The default rules for various languages are fun to read:
German:
- spaCy/punctuation.py at master · explosion/spaCy
- spaCy/tokenizer_exceptions.py at master · explosion/spaCy
General for all languages: spaCy/char_classes.py at master · explosion/spaCy
nlp.tokenizer.explain()
shows the rules matched when doing tokenization.
Docu about customizing tokenizers and adding special rules: Linguistic Features · spaCy Usage Documentation
Solution:
# Period at the end of line/token
trailing_period = r"\.$"
new_suffixes = [trailing_period]
suffixes = list(pipeline.Defaults.suffixes) + new_suffixes
suffix_regex = spacy.util.compile_suffix_regex(suffixes)
# Add infix dash between words
bindestrich_infix = r"(?<=[{a}])-(?=[{a}])".format(a=ALPHA)
infixes = list(pipeline.Defaults.infixes)
infixes.append(bindestrich_infix)
infix_regex = compile_infix_regex(infixes)

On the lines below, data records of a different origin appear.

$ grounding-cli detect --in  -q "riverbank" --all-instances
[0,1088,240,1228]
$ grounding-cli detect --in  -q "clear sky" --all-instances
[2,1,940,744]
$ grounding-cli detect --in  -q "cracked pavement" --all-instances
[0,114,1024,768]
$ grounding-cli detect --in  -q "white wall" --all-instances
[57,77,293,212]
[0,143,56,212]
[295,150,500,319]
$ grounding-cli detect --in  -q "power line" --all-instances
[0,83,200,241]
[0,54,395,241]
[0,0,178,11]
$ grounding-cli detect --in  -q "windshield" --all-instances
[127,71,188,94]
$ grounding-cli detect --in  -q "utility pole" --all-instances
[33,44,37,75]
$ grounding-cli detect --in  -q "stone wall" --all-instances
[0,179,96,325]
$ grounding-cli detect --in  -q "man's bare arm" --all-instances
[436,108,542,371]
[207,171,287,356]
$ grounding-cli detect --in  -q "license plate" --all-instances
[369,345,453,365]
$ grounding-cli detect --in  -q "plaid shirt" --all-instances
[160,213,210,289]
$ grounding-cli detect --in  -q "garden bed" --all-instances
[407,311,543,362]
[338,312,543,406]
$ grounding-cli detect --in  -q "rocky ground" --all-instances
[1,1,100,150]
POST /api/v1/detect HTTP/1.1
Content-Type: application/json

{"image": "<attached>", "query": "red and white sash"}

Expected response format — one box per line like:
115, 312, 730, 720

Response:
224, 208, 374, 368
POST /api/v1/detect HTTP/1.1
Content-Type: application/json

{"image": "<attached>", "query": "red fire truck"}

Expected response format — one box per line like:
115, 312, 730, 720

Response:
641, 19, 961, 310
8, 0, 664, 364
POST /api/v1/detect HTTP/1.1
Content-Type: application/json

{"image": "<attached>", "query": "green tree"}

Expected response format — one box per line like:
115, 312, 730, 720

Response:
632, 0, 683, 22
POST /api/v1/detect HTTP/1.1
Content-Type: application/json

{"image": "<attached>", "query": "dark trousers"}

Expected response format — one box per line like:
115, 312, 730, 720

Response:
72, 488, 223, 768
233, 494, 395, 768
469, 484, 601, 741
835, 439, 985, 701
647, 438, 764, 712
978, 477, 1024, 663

# Add special rule for "p.a." with trailing period
# Usually two traling periods become a suffix and single-token "p.a.."
special_case = [{'ORTH': "p.a."}, {'ORTH': "."}]
pipeline.tokenizer.add_special_case("p.a..", special_case)
pipeline.tokenizer.suffix_search = suffix_regex.search
pipeline.tokenizer.infix_finditer = infix_regex.finditer
The p.a..
was interesting - p.a.
was an explicit special case for German, but the two trailing dots got parsed as SUFFIX
for some reason (ty explain()
). Still no idea why, but given that special rules override suffixes I added a special rule specifically for that case, p.a..
with two periods at the end, it worked.